Efficient Estimation of Word Representations in Vector Space

An overview of the paper “Efficient Estimation of Word Representations in Vector Space”. The main goal of this paper is to introduce techniques that can be used for learning high-quality word vectors from huge data sets with billions of words, and with millions of words in the vocabulary. All images and tables in this post are from their paper.

Model Architectures

Many different types of models were proposed for estimating continuous representations of words, including the well-known Latent Semantic Analysis (LSA) and Latent Dirichlet Allocation (LDA).

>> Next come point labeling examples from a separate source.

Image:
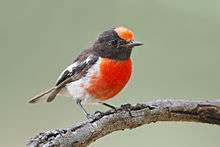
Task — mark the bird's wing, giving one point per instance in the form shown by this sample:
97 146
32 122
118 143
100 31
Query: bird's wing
73 73
76 70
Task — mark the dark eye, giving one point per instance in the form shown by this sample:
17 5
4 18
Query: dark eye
113 42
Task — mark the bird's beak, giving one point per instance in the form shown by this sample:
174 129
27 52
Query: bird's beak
132 44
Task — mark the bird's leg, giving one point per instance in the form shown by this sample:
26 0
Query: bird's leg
78 102
107 105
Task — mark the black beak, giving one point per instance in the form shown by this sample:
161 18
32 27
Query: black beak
132 44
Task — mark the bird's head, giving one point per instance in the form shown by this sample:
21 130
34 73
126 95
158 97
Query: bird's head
116 43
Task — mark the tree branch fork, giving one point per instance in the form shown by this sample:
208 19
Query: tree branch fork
129 117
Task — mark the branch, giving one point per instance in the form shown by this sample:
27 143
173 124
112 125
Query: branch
129 117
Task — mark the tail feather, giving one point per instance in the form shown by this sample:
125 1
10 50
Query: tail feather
48 96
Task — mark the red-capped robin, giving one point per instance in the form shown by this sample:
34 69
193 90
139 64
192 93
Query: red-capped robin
99 72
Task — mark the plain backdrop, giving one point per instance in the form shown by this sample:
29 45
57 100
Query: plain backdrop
180 59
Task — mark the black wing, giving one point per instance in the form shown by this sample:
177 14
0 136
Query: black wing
79 68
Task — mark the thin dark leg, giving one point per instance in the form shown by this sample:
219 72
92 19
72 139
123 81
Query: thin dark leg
107 105
82 108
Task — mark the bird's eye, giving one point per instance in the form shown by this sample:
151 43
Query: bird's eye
113 43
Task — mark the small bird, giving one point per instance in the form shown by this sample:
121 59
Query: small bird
99 72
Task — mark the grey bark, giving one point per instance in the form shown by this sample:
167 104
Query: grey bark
129 117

In this paper, we focus on distributed representations of words learned by neural networks, as it was previously shown that they perform significantly better than LSA for preserving linear regularities among words. LDA moreover becomes computationally very expensive on large data sets.

Feedforward Neural Net Language Model (NNLM)

At the input layer, $N$ previous words are encoded using 1-of-V coding, where $V$ is size of the vocabulary. The input layer is then projected to a projection layer $P$ that has dimensionality $N\times D$ , using a shared projection matrix. In our models, we use hierarchical softmax where the vocabulary is represented as a Huffman binary tree. Huffman trees assign short binary codes to frequent words, and this further reduces the number of output units that need to be evaluated.

Recurrent Neural Net Language Model (RNNLM)

Recurrent neural network based language model has been proposed to overcome certain limitations of the feedforward NNLM, such as the need to specify the context length (the order of the model $N$ ), and because theoretically RNNs can efficiently represent more complex patterns than the shallow neural networks. The RNN model does not have a projection layer; only input, hidden and output layer. This allows the recurrent model to form some kind of short term memory, as information from the past can be represented by the hidden layer state that gets updated based on the current input and the state of the hidden layer in the previous time step.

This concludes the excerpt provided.